Fortunately, most of us already have a tool box within for dealing with stress. When we are at our highest and best functioning, having access to all of our resources, getting rid of stress can be simple. Just let go, do the work, and tomorrow will be a better day, right? Well, sometimes the lock on the toolbox just doesn’t open for a few days!
Here are some tools I found recently that you can leave laying around (electronically speaking). They won’t rust, and you can pull them out and use them quickly and easily.
Dr. Srini Pillay (MD), Harvard Professor and author of Your Brain and Business: The Neuroscience of Great Leaders, wrote an article this week called What to Do When You Can’t Control Stress. This excellent piece points out that stress is indeed hard to shed under certain circumstances, but the greatest power is in Letting Go, and we can all accomplish this with basic breathing exercises, meditation, etc.
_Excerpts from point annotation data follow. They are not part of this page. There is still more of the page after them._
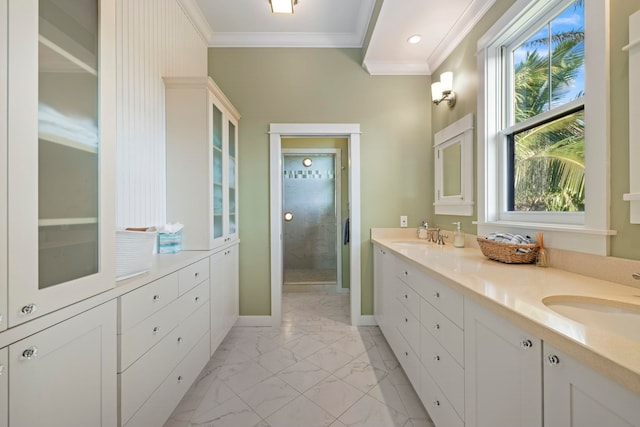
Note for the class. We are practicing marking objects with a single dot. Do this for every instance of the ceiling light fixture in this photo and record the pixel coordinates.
(282, 6)
(443, 90)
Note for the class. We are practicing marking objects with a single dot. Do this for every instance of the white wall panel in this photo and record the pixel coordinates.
(155, 39)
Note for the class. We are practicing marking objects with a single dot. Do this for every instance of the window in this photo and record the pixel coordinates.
(543, 126)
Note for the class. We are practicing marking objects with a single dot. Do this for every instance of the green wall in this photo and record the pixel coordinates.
(299, 85)
(463, 63)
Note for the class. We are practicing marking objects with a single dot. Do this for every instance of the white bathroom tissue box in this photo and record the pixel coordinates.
(134, 251)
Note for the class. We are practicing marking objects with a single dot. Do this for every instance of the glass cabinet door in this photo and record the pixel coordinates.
(56, 171)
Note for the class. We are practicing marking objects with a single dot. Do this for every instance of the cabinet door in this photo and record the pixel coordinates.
(66, 374)
(503, 374)
(576, 396)
(60, 151)
(3, 166)
(4, 387)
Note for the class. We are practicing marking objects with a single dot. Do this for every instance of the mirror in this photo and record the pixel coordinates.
(454, 168)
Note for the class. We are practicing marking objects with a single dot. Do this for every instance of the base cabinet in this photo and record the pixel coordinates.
(64, 376)
(503, 373)
(224, 267)
(576, 396)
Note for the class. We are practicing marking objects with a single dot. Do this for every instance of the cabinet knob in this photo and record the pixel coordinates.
(28, 309)
(553, 360)
(30, 353)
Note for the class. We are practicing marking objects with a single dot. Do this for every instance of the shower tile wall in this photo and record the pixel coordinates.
(310, 238)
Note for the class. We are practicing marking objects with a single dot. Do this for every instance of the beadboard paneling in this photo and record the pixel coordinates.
(155, 38)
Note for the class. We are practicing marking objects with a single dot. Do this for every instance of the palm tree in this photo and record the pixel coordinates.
(549, 159)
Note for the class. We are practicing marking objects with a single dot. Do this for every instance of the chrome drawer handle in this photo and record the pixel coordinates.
(553, 360)
(29, 309)
(30, 353)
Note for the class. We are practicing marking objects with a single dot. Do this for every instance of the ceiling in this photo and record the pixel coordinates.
(344, 24)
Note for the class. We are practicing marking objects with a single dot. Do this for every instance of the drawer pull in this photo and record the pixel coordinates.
(30, 353)
(526, 344)
(28, 309)
(553, 360)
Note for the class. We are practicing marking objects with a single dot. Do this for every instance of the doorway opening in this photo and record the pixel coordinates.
(350, 134)
(315, 212)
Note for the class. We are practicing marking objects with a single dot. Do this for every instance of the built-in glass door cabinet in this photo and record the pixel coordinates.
(202, 160)
(64, 376)
(61, 124)
(577, 396)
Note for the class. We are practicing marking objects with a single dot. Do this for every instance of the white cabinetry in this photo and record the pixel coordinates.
(224, 293)
(65, 375)
(60, 127)
(576, 396)
(202, 135)
(503, 374)
(4, 387)
(164, 343)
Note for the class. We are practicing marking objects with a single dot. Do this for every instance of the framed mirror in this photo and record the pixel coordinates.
(453, 154)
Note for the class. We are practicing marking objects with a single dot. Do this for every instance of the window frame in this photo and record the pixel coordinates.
(586, 231)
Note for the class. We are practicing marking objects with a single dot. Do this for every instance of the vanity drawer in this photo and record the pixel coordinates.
(146, 374)
(191, 301)
(193, 275)
(443, 368)
(140, 338)
(444, 299)
(166, 397)
(146, 300)
(450, 336)
(409, 299)
(192, 329)
(434, 401)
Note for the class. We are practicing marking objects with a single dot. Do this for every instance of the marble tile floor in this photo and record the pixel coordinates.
(315, 370)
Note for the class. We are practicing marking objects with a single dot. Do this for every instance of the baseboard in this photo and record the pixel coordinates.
(368, 320)
(254, 321)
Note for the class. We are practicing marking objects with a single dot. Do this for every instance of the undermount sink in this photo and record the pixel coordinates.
(618, 317)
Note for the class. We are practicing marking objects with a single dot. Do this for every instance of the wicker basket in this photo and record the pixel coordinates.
(508, 252)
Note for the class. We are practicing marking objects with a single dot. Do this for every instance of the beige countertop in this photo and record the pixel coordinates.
(516, 293)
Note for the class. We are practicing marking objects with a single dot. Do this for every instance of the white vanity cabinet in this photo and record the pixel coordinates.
(164, 343)
(4, 387)
(64, 376)
(202, 162)
(503, 372)
(224, 267)
(60, 148)
(577, 396)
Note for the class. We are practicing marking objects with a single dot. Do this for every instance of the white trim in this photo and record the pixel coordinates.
(593, 235)
(337, 191)
(276, 132)
(254, 321)
(368, 320)
(195, 15)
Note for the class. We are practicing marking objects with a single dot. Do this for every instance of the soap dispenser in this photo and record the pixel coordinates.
(458, 236)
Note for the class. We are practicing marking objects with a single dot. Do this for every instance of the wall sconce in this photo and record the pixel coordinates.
(282, 6)
(443, 90)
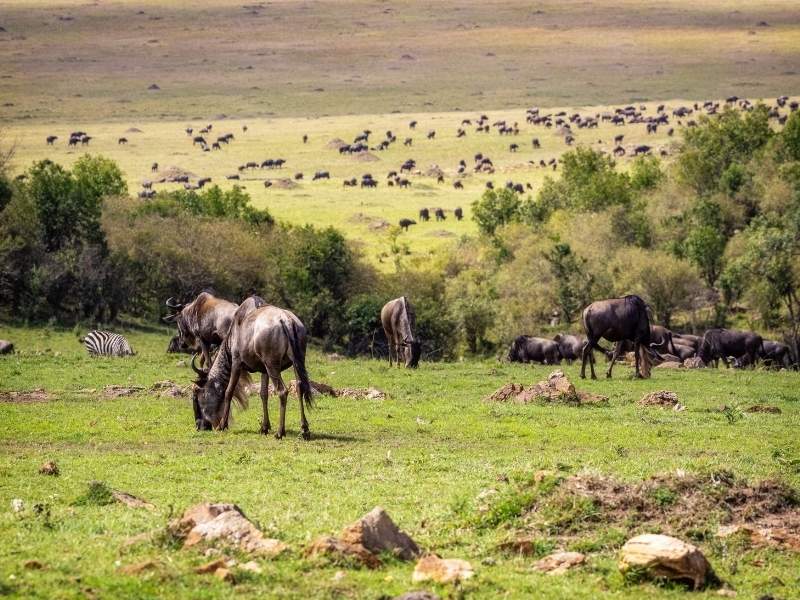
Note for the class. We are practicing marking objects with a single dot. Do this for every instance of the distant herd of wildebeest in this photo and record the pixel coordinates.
(564, 123)
(233, 341)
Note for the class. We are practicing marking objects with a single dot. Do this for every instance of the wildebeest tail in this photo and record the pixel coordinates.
(299, 363)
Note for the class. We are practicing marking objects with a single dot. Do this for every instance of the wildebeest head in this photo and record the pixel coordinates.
(413, 351)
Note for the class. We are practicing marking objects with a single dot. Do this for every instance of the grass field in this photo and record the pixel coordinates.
(425, 454)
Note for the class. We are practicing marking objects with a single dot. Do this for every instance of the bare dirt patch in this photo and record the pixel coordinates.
(37, 395)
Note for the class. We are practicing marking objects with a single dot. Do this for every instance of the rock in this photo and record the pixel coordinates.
(376, 532)
(327, 545)
(119, 391)
(559, 562)
(210, 567)
(764, 408)
(140, 567)
(667, 557)
(417, 596)
(447, 570)
(223, 523)
(131, 500)
(556, 388)
(49, 468)
(663, 399)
How many of us know how to do this, but in fact don’t do it, even when under stress?
I also liked this blog by Paul Hudson, a young writer, philosopher, music producer and DJ living in New York, called 15 Things Emotionally Strong People Don’t Do. Although I generally prefer positively worded, affirmative advice, this piece really hits home on what we do when our moods change under stress. Since one of the key challenges we face under stress is how to reframe things more positively, your challenge in reading this article is to understand the flip side of each of the 15 items. It’s easy and obvious when you read the piece!
The last tool I found this past week was by Henrik Edberg, who writes PositivityBlog.com. I always love Henrik’s point of view. This article is called How to Stop Worrying: 9 Simple Habits. It is absolutely brilliant and succinct in pointing out how we can “do a number” on ourselves inside our own heads, BUT, we don’t have to! He quotes Winston Churchill, who said: “When I look back on all these worries, I remember the story of the old man who said on his deathbed that he had had a lot of trouble in his life, most of which had never happened.” Henrik gives very realistic tools on how to restore balance and get back to normal.
You might guess that this article is prompted by the writer having gone through a rough patch of stress in the last few weeks, and you’d be right. With these tools and a little help from my friends, I got by and I found these ideas valuable and important enough to pass them along to you. Good luck!